Enviada em 08/05/2020

Promulgada pela Organização das Nações Unidas-ONU-, a Declaração Universal dos Direitos Humanos garante a todo cidadão o direito à saúde e ao bem estar social. Entretanto, no Brasil, tal garantia tem sido negligenciada haja vista o crescente número de obesos na sociedade, fator esse que pode decorrer da má alimentação e ocasionar o aumento do preconceito contra esses indivíduos. Logo, urge que órgãos públicos promovam mudanças.

Mormente, é necessário destacar o consumo desenfreado dos alimentos produzidos por redes rápidas alimentícias.
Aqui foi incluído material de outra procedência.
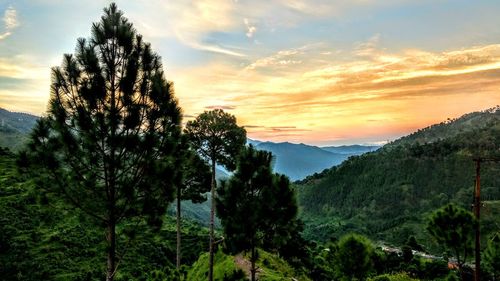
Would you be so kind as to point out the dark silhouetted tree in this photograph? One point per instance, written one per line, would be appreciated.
(257, 208)
(193, 184)
(492, 256)
(453, 227)
(111, 129)
(353, 258)
(217, 138)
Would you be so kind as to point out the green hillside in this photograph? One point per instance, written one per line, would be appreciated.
(14, 128)
(41, 238)
(227, 267)
(388, 193)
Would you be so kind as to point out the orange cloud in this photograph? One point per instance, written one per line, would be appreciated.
(377, 94)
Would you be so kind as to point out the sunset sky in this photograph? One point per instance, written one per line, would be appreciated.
(317, 72)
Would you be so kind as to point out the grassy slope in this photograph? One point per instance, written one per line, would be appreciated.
(43, 239)
(387, 194)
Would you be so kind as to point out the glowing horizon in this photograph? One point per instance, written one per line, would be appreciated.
(316, 72)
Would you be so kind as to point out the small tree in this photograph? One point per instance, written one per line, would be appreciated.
(492, 256)
(218, 139)
(193, 184)
(256, 205)
(353, 257)
(111, 131)
(453, 227)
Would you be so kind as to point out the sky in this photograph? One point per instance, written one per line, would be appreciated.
(321, 72)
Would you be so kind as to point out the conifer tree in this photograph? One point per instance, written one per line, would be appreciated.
(453, 227)
(112, 127)
(257, 207)
(193, 184)
(218, 139)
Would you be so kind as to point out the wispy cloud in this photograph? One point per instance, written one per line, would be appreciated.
(223, 107)
(251, 29)
(400, 90)
(10, 22)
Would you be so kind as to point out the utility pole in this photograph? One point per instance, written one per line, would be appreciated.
(477, 212)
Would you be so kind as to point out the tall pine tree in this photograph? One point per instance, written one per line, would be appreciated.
(112, 128)
(257, 207)
(192, 185)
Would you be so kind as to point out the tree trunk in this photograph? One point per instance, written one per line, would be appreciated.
(252, 261)
(111, 264)
(212, 218)
(178, 256)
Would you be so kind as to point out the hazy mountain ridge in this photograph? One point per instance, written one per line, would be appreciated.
(452, 127)
(14, 128)
(387, 193)
(355, 149)
(298, 161)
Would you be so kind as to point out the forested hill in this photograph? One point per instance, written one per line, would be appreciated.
(14, 128)
(386, 194)
(297, 161)
(452, 127)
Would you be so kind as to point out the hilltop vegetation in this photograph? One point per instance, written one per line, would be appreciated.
(388, 193)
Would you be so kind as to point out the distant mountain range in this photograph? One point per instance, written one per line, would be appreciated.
(388, 194)
(294, 160)
(298, 161)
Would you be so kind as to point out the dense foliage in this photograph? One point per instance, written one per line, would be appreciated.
(387, 194)
(111, 131)
(217, 138)
(43, 238)
(264, 201)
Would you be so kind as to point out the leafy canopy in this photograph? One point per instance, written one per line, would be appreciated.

O personagem Patrick estrela da animação “Bob Esponja” representa a alienação da cultura de massa representada por uma sociedade acomodada e obesa, resultado do modelo de alimentação “Fast-food”. Paralelamente, os seres hodiernos são sedentários o que ocasiona no consumo de alimentos práticos, que trazem males à saúde, como aumento dos índices glicêmicos e de triglicérides, que podem resultar em diabetes e pressão alta. Desse modo, o indivíduo tem a saúde prejudicada e, consequentemente, a vida comprometida.
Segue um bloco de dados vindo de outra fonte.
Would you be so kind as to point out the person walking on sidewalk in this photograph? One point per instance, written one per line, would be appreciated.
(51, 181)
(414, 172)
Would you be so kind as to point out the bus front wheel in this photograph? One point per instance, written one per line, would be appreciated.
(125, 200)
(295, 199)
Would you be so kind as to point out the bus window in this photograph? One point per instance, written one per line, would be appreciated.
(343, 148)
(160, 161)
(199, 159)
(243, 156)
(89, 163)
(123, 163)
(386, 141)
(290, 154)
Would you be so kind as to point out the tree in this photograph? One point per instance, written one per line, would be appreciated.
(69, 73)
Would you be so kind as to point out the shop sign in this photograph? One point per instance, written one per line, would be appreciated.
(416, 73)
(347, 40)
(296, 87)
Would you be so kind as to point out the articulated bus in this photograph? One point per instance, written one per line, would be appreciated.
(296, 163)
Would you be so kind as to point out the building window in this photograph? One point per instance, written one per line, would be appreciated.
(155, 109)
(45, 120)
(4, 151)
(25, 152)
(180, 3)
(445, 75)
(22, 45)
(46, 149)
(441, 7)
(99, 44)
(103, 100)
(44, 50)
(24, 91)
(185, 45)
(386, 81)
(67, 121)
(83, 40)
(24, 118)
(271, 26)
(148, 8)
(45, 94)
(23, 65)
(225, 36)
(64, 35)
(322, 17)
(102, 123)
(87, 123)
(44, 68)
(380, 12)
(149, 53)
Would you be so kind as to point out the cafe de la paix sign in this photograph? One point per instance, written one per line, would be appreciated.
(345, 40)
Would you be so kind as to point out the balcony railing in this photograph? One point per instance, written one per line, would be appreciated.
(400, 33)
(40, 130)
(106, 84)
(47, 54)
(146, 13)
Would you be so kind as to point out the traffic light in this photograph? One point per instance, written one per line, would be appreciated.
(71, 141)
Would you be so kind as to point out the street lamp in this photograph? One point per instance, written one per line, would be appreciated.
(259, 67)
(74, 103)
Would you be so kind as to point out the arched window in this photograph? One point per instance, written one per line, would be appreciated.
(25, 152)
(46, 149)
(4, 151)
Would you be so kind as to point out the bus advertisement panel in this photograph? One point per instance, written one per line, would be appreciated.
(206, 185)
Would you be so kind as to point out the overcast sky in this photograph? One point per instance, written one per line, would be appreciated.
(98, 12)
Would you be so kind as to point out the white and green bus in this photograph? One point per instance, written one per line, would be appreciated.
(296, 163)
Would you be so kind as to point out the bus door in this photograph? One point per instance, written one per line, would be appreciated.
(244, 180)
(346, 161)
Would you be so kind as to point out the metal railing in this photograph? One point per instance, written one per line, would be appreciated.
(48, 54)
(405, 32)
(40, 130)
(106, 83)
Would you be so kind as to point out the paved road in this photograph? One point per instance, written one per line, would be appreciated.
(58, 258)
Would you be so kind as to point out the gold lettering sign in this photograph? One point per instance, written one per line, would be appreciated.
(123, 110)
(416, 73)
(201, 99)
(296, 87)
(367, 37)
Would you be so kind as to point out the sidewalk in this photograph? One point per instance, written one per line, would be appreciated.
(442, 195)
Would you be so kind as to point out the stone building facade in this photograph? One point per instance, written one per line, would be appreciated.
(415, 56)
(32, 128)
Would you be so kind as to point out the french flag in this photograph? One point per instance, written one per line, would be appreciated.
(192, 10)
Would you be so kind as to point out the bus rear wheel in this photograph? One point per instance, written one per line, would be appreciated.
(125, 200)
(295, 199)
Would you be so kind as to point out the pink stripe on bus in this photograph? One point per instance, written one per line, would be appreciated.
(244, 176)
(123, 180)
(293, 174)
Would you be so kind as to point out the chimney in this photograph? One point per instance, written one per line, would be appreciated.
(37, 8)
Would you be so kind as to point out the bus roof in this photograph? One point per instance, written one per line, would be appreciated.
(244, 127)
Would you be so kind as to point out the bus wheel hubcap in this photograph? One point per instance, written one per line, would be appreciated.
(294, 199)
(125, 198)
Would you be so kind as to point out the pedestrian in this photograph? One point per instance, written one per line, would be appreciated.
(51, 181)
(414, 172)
Além disso, é válido ressaltar que o sobrepeso em jovens e adultos fomenta o preconceito e pode desenvolver distúrbios psicossomáticos. A cantora Demi Lovato em entrevista à revista “Pure break” relatou que em sua infância e adolescência sofreu bullying dos colegas de classe devido ao seu peso, tal fator desenvolveu na cantora distúrbios como anorexia e bulimia, além da depressão e automutilação. Tangente a esse fato, a realidade de Demi é semelhante a de muitos jovens brasileiros, visto que colegas de escola ou trabalho dão apelidos pejorativos aos seres acima do peso o que causa desconforto e traumatiza a pessoa, que pensa diversas vezes nos apelidos dados e desenvolve problemas psicológicos. Destarte, em casos mais graves, a depressão do individuo obeso, caso não seja tratada pode resultar no suicídio.
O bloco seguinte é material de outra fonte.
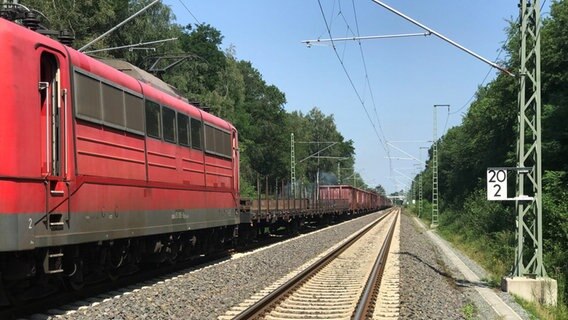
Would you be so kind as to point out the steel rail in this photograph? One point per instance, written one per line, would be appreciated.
(260, 307)
(366, 303)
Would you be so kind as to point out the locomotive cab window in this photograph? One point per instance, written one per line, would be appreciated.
(183, 129)
(169, 124)
(153, 120)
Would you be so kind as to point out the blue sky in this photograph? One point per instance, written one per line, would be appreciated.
(407, 76)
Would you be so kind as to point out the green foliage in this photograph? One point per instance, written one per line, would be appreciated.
(232, 89)
(487, 137)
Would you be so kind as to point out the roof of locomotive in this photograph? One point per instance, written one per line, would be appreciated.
(120, 72)
(142, 76)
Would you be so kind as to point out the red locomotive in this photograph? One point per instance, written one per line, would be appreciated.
(93, 155)
(104, 166)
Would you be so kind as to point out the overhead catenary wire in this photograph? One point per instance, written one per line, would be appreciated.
(357, 93)
(190, 13)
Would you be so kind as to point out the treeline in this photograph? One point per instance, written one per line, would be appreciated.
(231, 88)
(487, 137)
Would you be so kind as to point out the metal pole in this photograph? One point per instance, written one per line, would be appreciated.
(435, 173)
(292, 165)
(528, 254)
(435, 191)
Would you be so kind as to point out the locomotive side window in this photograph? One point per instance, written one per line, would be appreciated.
(183, 129)
(169, 124)
(217, 141)
(88, 95)
(153, 119)
(196, 132)
(113, 106)
(103, 102)
(134, 111)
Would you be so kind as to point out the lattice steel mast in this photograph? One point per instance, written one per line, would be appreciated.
(528, 255)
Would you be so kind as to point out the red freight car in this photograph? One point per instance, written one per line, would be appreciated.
(351, 199)
(94, 157)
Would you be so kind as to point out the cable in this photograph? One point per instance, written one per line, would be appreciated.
(349, 77)
(186, 8)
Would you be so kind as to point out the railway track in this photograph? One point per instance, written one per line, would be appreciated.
(344, 284)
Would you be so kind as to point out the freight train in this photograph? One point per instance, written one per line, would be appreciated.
(105, 167)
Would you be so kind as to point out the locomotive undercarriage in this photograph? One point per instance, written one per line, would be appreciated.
(33, 274)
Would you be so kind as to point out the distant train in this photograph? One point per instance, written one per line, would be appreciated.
(104, 166)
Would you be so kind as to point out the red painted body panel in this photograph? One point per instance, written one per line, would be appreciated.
(355, 199)
(102, 170)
Portanto, é mister que o atual cenário brasileiro seja modificado. Para tanto, urge que o Ministério da Saúde, em sinergia com o Poder midiático, por meio de propagandas televisivas e em redes sociais, conscientize à população sobre os perigos da má alimentação e promova nas redes de fast-foods cardápios mais saudáveis, ao contratar nutricionistas para esse trabalho com o fito de amenizar o consumo desordenado de condimentados. Ademais, é necessário que o Ministério da Educação disponibilize psicólogos nas escolas e, por meio de verbas do Governo, contrate psicopedagogas para fiscalizar as relações dos alunos a fim de, os profissionais da saúde tratarem crianças com problemas psicológicos e as psicopedagogas amenizarem a situação do bullying entre crianças e adolescentes. Dessa forma, a problemática poderá ser amenizada.